PERCENTILE_APPROX
Description
The PERCENTILE_APPROX
function is used to calculate approximate percentiles, primarily for large datasets. Compared to the PERCENTILE
function, it has the following features:
- Memory Efficiency: Uses fixed-size memory, maintaining low memory consumption even when processing low-cardinality columns (large data volumes but the number of different elements is small)
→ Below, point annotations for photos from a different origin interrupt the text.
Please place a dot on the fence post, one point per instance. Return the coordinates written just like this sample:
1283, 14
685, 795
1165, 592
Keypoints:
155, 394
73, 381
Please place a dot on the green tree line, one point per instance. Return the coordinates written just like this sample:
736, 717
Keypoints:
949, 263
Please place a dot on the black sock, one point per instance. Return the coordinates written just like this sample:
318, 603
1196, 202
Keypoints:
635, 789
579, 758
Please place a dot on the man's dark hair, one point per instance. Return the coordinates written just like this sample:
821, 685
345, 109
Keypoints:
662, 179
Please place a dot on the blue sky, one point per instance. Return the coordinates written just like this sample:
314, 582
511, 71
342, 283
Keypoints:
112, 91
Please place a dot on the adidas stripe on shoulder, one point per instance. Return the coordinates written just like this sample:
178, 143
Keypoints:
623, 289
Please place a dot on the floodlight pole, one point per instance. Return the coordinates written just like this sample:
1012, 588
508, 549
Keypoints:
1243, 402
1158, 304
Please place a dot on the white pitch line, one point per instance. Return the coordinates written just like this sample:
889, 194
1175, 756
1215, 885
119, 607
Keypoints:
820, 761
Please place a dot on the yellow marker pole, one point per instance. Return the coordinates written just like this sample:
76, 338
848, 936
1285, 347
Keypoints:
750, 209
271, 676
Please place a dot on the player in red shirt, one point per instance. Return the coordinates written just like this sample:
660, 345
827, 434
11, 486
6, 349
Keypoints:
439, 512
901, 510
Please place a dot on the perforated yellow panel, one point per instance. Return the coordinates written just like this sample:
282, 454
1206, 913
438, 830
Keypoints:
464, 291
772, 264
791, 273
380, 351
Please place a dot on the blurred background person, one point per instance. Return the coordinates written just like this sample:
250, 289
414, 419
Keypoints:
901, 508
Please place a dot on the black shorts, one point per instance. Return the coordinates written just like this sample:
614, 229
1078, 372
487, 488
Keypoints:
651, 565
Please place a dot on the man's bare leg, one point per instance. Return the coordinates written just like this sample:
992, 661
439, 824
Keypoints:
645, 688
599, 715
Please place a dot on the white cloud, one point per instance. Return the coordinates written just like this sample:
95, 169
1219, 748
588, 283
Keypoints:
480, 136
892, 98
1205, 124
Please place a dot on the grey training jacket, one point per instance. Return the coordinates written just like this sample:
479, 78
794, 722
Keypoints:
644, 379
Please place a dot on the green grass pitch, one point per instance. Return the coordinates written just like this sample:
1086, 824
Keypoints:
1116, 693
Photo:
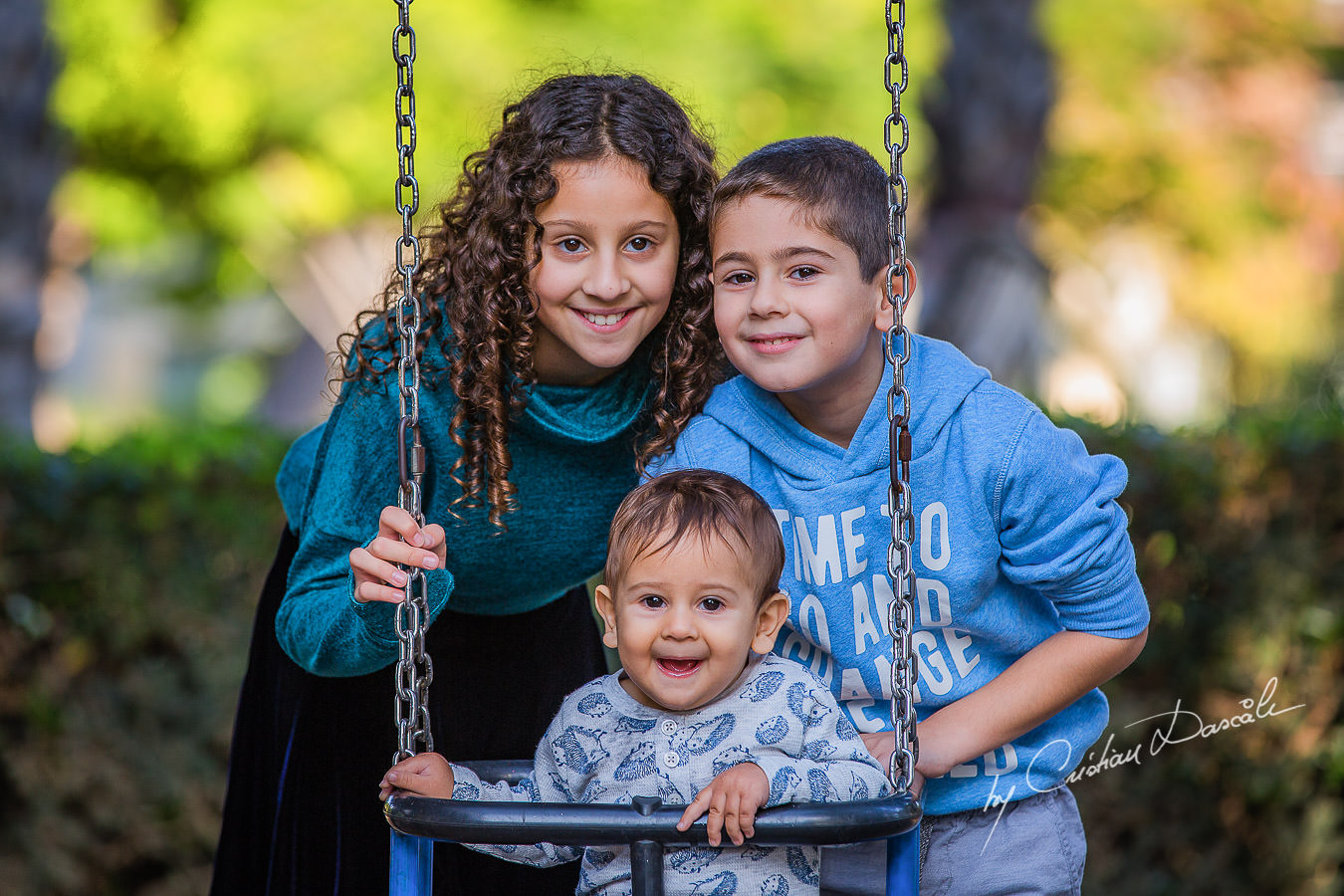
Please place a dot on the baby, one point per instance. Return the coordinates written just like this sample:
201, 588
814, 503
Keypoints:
696, 715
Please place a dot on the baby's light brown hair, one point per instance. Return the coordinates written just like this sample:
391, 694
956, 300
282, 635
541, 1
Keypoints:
705, 504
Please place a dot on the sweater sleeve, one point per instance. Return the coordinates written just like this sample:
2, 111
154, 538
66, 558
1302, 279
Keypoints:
1063, 534
353, 476
546, 784
830, 765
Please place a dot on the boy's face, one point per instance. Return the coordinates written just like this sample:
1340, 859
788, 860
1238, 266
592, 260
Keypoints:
683, 621
793, 311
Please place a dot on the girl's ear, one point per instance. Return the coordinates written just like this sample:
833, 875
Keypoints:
771, 618
883, 319
606, 608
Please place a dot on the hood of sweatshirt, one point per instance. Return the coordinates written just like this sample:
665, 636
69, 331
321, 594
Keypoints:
937, 375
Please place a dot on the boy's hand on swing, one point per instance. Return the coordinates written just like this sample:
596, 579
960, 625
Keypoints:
399, 541
425, 774
732, 800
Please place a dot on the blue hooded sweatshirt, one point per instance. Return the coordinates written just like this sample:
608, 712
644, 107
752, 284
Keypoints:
1017, 538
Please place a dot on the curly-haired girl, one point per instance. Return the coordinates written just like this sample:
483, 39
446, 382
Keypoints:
567, 337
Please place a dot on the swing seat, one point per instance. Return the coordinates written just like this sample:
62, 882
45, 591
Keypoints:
647, 826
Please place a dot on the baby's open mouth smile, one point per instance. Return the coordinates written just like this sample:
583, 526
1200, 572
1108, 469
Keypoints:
679, 668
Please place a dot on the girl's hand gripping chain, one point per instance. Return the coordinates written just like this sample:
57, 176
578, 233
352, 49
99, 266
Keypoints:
732, 800
399, 541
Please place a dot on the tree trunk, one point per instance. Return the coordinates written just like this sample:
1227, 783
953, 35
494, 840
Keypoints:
983, 288
29, 168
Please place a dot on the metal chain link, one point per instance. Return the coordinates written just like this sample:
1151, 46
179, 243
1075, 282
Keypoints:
897, 345
414, 670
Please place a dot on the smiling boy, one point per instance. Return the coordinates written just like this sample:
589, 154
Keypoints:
696, 715
1027, 596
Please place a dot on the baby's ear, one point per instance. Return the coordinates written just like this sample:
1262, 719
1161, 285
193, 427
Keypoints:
606, 608
771, 618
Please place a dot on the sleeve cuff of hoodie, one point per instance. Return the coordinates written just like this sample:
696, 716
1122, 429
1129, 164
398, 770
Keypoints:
783, 774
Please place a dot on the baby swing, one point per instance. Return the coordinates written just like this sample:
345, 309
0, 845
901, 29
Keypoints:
648, 826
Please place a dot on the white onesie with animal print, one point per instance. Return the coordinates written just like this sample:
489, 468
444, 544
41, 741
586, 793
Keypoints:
605, 747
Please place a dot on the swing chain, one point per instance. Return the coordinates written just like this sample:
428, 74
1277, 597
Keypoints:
414, 670
898, 346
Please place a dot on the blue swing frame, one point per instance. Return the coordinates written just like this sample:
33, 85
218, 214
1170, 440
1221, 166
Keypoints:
647, 826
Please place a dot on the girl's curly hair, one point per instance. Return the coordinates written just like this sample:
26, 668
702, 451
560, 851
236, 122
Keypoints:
476, 270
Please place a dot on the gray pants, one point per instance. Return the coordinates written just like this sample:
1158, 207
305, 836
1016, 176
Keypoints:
1036, 848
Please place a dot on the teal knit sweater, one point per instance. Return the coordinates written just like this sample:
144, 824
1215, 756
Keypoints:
572, 464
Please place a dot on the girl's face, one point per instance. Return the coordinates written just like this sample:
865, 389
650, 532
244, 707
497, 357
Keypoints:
603, 281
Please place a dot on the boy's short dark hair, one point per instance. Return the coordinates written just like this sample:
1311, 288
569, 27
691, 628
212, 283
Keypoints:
837, 187
702, 503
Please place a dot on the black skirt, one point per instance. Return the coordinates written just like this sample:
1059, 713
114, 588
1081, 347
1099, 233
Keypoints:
302, 811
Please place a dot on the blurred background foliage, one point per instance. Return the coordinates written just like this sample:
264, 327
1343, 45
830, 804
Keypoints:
226, 207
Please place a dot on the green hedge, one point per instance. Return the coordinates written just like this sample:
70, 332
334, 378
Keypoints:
127, 580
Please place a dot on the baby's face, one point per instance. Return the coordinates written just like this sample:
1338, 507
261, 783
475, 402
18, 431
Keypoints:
684, 621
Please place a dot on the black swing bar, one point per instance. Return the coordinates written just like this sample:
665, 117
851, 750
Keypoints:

- Performance Advantage: Suitable for processing low-cardinality large-scale datasets with faster computation
- Adjustable Precision: Balance between precision and performance through the compression parameter
Syntax
PERCENTILE_APPROX(<col>, <p> [, <compression>])
Parameters
Parameter | Description |
---|---|
<col> | The column to calculate percentiles for, supported type: Double. |
<p> | Percentile value, constant, type Double, range [0.0, 1.0] , e.g., 0.99 means 99th percentile. Must be a constant. |
<compression> | Optional, compression level, type Double, range [2048, 10000] . Higher values increase precision but consume more memory. If not specified or out of range, defaults to 10000 . |
Return Value
Returns the approximate percentile of the specified column, type Double. If there is no valid data in the group, returns NULL.
Examples
-- setup
CREATE TABLE response_times (
request_id INT,
response_time DECIMAL(10, 2)
) DUPLICATE KEY(`request_id`)
DISTRIBUTED BY HASH(`request_id`) BUCKETS AUTO
PROPERTIES (
"replication_allocation" = "tag.location.default: 1"
);
INSERT INTO response_times VALUES
(1, 10.5),
(2, 15.2),
(3, 20.1),
(4, 25.8),
(5, 30.3),
(6, 35.7),
(7, 40.2),
(8, 45.9),
(9, 50.4),
(10, 100.6);
-- Calculate 99th percentile using different compression levels
SELECT
percentile_approx(response_time, 0.99) as p99_default, -- Default compression
percentile_approx(response_time, 0.99, 2048) as p99_fast, -- Lower compression, faster
percentile_approx(response_time, 0.99, 10000) as p99_accurate -- Higher compression, more accurate
FROM response_times;
+-------------------+-------------------+-------------------+
| p99_default | p99_fast | p99_accurate |
+-------------------+-------------------+-------------------+
| 100.5999984741211 | 100.5999984741211 | 100.5999984741211 |
+-------------------+-------------------+-------------------+
SELECT percentile_approx(if(response_time>90,response_time,NULL), 0.5) FROM response_times;
Only non-NULL data is calculated.
+-----------------------------------------------------------------+
| percentile_approx(if(response_time>90,response_time,NULL), 0.5) |
+-----------------------------------------------------------------+
| 100.5999984741211 |
+-----------------------------------------------------------------+
SELECT percentile_approx(NULL, 0.99) FROM response_times;
Returns NULL when all input data is NULL.
+-------------------------------+
| percentile_approx(NULL, 0.99) |
+-------------------------------+
| NULL |
+-------------------------------+